Três tiros no porta-aviões
Na ausência de ipads e smartphones, que desconhecia poderem sequer vir a existir, o jogo da Batalha Naval reinava nos meus tempos da Escola Primária. Bastava uma folha quadriculada, com letras nas linhas e números nas colunas, um lápis para desenhar a flotilha, e depois era disparar na tentativa de afundar os navios do opositor. Esta semana recordei esses tempos, pois foram desferidos três golpes no porta-aviões da credibilidade de uma das instituições de referência do Estado: as Forças Armadas.
Comecemos pela indisciplina. Metade da guarnição do pequeno NRP Mondego, estacionado no Funchal, recusou-se a sair em missão de vigilância a um navio russo, invocando falta de condições de segurança da embarcação. Quem serviu nas Forças Armadas sabe que uma tomada de posição como esta é o fim da linha, só se justificando no quadro de uma objeção de natureza fundamental, em que valores supremos da nação ou da condição humana estejam em risco. Ao que foi apurado, apesar da existência de problemas de manutenção, o navio foi dado como apto para navegar. O comandante, que é quem toma a decisão final, deu ordem de saída. A partir daí, já não há espaço, nem tempo, para questionamentos. Um militar não é um empregado de secretaria; é alguém que tem um código de conduta singular e que foi treinado para atuar em condições adversas. O ato de indisciplina, ainda por cima tornado público, com mensagens WhatsApp a descrever as anomalias do equipamento militar, é intolerável, pelo custo reputacional que representa. Primeiro tiro no porta-aviões.
"[Gouveia e Melo] esteve bem na defesa da disciplina, que, como afirmou, é a cola que garante a coesão das Forças Armadas. Mas falhou redondamente no outro mandamento: a reserva. A instituição militar não pode, nem deve, expor os seus problemas na praça pública e em tempo real."

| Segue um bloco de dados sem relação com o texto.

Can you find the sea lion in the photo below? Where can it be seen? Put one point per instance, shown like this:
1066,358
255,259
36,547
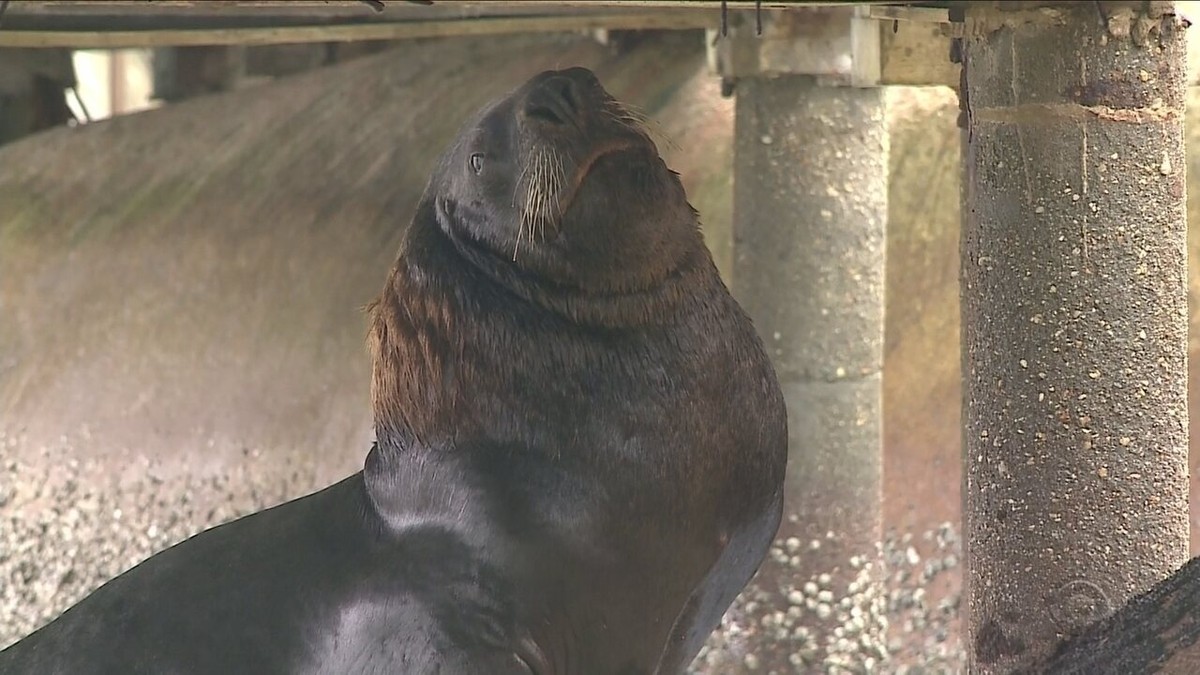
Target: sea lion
580,443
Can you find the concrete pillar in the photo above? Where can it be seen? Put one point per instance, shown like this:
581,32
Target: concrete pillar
1074,318
810,210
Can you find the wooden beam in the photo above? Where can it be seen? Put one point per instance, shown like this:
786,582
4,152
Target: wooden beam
396,30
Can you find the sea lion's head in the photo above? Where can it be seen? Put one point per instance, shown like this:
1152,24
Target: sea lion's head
562,180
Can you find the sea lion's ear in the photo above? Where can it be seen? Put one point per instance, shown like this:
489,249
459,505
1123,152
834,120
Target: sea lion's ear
444,209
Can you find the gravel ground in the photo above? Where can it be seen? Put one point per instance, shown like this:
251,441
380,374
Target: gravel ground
66,526
918,611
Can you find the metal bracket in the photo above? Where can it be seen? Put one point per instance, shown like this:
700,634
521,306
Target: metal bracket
837,45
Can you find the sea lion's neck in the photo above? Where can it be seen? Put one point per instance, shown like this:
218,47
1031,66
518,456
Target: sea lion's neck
447,306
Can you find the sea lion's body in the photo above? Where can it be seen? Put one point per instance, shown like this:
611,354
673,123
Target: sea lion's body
580,453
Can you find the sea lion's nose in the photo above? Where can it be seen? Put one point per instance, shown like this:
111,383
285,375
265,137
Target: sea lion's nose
557,100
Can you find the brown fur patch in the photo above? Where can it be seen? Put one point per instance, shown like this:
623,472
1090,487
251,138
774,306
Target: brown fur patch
415,342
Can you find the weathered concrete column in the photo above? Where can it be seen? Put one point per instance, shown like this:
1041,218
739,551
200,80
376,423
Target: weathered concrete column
1074,318
810,210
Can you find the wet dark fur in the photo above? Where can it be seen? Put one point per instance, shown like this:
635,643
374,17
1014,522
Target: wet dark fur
580,453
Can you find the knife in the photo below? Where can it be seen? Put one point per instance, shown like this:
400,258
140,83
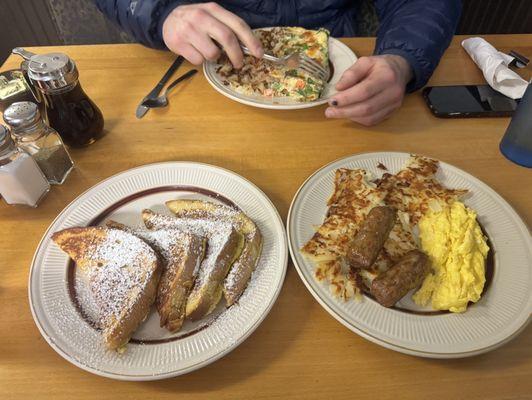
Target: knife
142,109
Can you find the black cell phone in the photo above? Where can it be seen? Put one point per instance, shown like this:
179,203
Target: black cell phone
471,101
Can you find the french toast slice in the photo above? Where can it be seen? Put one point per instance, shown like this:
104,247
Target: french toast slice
224,245
123,274
181,254
240,273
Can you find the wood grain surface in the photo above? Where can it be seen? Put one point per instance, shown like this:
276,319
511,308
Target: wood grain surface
299,351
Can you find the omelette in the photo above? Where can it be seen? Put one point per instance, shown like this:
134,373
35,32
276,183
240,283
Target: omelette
263,78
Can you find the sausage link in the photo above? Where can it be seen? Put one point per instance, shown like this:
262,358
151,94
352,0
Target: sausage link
408,273
368,242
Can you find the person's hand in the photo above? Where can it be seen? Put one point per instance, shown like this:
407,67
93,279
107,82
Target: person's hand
189,31
371,89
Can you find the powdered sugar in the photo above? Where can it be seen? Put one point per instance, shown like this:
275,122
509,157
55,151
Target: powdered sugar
119,274
216,231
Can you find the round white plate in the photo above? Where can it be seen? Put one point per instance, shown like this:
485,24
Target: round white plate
340,56
502,312
155,353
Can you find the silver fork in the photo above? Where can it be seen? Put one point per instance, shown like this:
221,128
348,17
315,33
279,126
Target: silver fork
297,60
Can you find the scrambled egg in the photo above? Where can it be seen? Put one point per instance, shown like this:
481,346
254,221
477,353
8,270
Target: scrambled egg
457,249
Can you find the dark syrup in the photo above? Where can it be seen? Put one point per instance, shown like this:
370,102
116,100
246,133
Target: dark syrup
74,116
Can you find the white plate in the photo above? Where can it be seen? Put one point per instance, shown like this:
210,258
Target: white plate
162,355
502,312
341,58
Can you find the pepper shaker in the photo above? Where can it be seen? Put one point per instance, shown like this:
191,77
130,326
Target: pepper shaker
39,140
21,180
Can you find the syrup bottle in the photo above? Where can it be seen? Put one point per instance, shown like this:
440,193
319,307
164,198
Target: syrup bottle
68,108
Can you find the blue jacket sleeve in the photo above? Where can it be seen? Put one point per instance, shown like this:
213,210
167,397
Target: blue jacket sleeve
142,19
418,30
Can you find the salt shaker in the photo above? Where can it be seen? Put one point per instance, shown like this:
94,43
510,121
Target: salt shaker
21,180
40,141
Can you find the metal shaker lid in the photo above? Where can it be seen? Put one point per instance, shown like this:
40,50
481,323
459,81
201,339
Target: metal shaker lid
49,71
6,143
22,114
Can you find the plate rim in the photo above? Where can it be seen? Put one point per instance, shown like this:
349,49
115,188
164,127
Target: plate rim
402,349
279,107
284,254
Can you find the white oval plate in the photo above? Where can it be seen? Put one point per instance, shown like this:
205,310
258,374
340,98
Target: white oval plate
61,323
340,56
502,312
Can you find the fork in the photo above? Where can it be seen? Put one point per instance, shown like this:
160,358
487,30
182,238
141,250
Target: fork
296,60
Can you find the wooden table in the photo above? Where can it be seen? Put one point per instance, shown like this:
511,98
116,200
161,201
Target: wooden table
299,351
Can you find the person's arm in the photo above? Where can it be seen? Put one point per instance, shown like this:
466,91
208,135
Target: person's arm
417,30
198,32
411,40
142,19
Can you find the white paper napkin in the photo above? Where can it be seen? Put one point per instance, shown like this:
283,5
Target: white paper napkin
494,65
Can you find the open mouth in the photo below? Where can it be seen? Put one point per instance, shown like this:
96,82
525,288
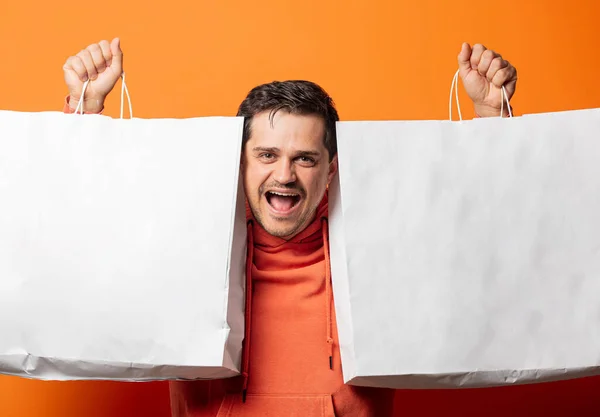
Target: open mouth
282,202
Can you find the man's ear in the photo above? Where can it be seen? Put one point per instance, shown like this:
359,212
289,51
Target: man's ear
333,167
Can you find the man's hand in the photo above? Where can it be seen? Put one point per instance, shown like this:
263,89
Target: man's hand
483,73
102,64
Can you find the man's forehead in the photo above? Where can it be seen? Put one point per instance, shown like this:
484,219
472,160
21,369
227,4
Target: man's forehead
284,128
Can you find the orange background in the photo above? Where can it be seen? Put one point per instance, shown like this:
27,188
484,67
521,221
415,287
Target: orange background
379,60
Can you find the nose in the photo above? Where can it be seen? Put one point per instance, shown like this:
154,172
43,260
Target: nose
284,172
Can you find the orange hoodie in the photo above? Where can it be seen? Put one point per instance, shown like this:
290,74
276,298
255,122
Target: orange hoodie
291,354
293,359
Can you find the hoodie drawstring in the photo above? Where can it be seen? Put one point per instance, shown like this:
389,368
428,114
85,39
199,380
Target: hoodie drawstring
328,290
248,312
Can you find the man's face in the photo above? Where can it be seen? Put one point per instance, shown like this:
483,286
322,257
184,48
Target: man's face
286,170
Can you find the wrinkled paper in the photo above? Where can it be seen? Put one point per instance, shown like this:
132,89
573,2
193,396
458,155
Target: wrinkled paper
122,247
467,254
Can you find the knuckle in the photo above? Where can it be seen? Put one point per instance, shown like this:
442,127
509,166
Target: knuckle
93,47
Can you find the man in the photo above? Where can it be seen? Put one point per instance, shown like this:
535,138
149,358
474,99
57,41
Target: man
291,364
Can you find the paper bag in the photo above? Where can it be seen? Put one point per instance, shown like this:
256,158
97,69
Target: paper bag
467,254
122,247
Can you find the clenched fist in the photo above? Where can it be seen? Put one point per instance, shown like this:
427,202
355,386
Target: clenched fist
483,73
100,63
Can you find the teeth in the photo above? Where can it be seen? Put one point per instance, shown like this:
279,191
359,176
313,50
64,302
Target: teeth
283,194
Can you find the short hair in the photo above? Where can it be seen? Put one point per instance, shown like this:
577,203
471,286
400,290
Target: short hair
295,97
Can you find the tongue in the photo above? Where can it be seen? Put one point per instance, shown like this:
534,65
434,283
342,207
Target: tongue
281,203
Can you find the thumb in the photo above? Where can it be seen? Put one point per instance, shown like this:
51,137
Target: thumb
464,59
117,53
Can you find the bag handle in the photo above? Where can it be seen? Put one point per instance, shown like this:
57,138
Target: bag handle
124,91
454,88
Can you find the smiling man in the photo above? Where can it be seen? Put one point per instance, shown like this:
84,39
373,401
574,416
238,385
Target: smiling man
291,362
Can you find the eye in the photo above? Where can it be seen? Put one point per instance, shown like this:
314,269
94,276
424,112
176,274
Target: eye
266,155
306,160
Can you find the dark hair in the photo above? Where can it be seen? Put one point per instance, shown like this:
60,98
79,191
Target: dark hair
293,96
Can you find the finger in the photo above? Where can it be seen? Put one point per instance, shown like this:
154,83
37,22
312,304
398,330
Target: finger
506,75
105,48
486,60
97,57
86,58
464,58
117,54
75,64
478,50
497,64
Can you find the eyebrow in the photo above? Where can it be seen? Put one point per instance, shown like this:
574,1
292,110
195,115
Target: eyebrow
277,150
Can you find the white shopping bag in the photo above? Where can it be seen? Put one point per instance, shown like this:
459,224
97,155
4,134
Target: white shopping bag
122,247
467,254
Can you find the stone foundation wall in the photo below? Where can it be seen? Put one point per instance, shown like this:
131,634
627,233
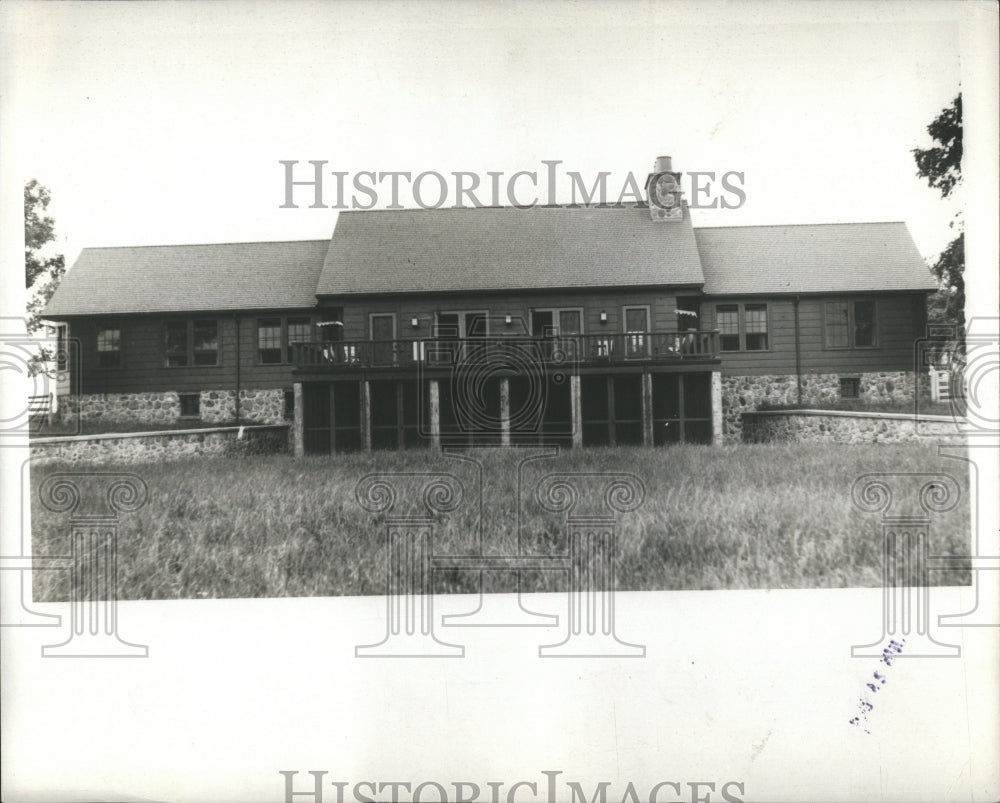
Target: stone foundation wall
152,447
157,408
828,426
744,394
217,407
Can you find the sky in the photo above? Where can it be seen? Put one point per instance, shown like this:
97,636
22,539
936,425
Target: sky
157,124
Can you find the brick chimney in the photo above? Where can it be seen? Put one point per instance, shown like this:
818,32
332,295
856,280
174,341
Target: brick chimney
663,192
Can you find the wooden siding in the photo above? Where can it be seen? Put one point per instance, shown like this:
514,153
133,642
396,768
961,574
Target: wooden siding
662,306
143,356
901,319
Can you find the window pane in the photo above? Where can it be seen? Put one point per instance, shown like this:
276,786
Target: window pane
835,319
636,320
727,321
206,342
299,331
569,322
176,343
269,340
109,348
864,323
755,316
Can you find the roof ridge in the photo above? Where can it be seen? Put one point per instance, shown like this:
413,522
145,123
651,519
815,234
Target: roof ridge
198,245
790,225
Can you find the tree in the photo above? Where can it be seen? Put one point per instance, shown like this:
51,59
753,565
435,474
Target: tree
941,166
42,270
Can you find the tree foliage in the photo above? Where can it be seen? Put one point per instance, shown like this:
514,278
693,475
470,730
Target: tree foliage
941,166
42,270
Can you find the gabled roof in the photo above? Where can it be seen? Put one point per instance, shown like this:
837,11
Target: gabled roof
190,278
478,250
824,258
505,248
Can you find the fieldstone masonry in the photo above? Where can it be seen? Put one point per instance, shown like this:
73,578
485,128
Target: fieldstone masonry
217,407
829,426
744,394
148,447
153,408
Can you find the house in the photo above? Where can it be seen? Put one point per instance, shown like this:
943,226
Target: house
617,324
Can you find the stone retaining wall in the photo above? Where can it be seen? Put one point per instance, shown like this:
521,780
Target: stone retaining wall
216,407
744,394
834,426
148,447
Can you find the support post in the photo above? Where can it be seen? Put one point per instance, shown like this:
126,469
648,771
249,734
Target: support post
504,411
717,434
647,408
574,394
366,415
435,405
298,422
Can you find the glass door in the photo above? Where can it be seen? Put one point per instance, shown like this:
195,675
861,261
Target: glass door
636,329
383,335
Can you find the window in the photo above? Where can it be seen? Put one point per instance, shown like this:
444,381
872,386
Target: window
269,340
570,322
864,324
742,327
755,316
190,405
176,344
299,331
276,336
636,326
553,322
109,348
206,342
727,321
850,387
191,342
849,324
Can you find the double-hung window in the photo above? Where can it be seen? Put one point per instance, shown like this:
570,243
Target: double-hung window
109,348
192,342
850,323
277,336
742,327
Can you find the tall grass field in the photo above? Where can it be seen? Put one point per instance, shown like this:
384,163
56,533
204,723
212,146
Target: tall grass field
746,516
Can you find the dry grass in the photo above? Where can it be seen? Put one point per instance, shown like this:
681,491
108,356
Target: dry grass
733,517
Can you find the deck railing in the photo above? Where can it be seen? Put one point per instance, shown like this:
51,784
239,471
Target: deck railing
518,350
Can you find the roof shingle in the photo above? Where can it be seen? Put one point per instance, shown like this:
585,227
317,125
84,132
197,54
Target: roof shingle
189,278
823,258
505,248
478,250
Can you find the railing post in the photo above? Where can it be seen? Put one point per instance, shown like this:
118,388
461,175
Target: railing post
504,411
435,410
647,408
298,421
577,410
718,437
366,416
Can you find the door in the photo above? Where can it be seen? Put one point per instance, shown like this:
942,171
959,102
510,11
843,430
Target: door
383,337
636,329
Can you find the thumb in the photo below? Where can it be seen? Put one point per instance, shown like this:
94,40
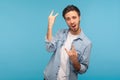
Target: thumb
72,47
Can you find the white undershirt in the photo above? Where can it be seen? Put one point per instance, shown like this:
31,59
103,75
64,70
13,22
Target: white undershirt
62,75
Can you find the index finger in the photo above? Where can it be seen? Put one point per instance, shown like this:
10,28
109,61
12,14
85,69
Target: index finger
51,13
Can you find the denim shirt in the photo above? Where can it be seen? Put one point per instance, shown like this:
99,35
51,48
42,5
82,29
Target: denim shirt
83,47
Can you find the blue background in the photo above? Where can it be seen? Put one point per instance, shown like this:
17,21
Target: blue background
23,26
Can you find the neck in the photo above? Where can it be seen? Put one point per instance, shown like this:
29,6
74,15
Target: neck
75,32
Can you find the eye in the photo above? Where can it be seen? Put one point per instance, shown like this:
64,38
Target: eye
74,17
67,19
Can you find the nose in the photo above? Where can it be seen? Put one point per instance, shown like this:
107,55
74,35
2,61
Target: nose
71,21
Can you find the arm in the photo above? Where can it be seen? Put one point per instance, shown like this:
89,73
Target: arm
50,42
51,20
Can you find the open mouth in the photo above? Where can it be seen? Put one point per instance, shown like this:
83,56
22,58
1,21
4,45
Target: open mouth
74,26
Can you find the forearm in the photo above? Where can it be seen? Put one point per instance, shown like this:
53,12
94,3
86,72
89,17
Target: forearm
49,33
76,65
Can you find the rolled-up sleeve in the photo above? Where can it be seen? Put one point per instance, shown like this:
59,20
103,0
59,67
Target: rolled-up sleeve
85,62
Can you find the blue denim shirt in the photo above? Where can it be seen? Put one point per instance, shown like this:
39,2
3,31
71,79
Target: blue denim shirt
82,45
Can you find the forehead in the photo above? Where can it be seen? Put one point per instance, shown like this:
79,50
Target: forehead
71,13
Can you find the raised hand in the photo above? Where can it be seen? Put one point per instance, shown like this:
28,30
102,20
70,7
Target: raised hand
51,19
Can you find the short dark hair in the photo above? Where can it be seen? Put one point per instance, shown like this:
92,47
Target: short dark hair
70,8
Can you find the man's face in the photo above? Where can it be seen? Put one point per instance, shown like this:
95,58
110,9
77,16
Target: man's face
73,20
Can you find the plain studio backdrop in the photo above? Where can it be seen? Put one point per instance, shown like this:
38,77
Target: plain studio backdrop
23,26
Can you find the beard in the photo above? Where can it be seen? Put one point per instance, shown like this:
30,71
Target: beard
74,29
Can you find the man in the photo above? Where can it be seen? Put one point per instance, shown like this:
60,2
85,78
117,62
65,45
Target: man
70,47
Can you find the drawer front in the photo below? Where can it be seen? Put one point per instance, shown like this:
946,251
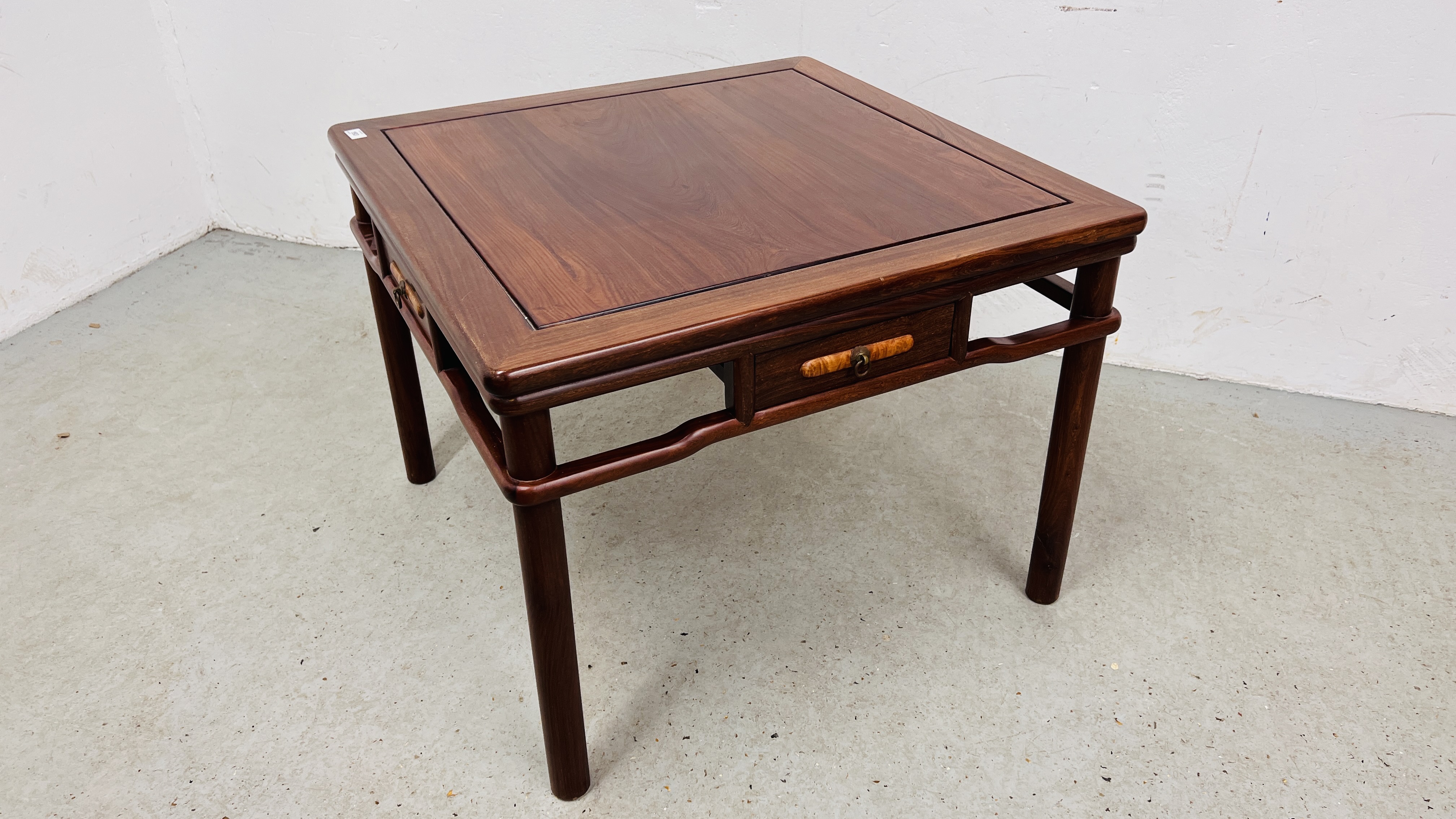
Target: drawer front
852,356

O tema do mau estado do navio e dos seus sistemas não é de somenos importância, mas reclama um outro ângulo de análise. Aos militares compete operarem e, se necessário, combaterem com o material de que dispõem. Aos políticos compete garantir condições de operacionalidade aceitáveis para que a missão não seja posta em causa. E aí há reparos a fazer. Aqui, como no resto do mundo, os recursos são escassos e prioritariamente canalizados para os problemas mais urgentes. Porém, urgência e importância nem sempre casam. Para dirimir esse desalinhamento, existe o conceito de prioritário. E, francamente, penso que o país continua a errar ao não considerar o mar como prioritário. Para Portugal, o mar é futuro e não imagino essa ambição sem uma Marinha Militar bem equipada, que, para além de cumprir a sua função específica, serve o país no estudo, na prevenção, na formação, no teste e na valorização dos recursos que dele poderemos obter. Lamentavelmente, o estado da frota da nossa Armada não serve esse propósito. Segundo tiro no porta-aviões.
Por fim, o almirante Gouveia e Melo. Esteve bem na defesa da disciplina, que, como afirmou, é a cola que garante a coesão das Forças Armadas. Mas falhou redondamente no outro mandamento: a reserva. A instituição militar não pode, nem deve, expor os seus problemas na praça pública e em tempo real. A discrição e a sobriedade são regras de ouro no exercício dos mais altos cargos da hierarquia militar. Ora, o chefe de Estado-Maior da Armada sabe bem que a reprimenda que deu à tripulação, do alto de um púlpito montado na coberta do navio, foi um ato intencionalmente público, que teria repercussão na comunicação social. Por isso, é legítima a suspeita de que o momento foi aproveitado para a sua promoção pessoal, no quadro duma mal disfarçada ambição política a caminho de Belém. Terceiro tiro no porta-aviões.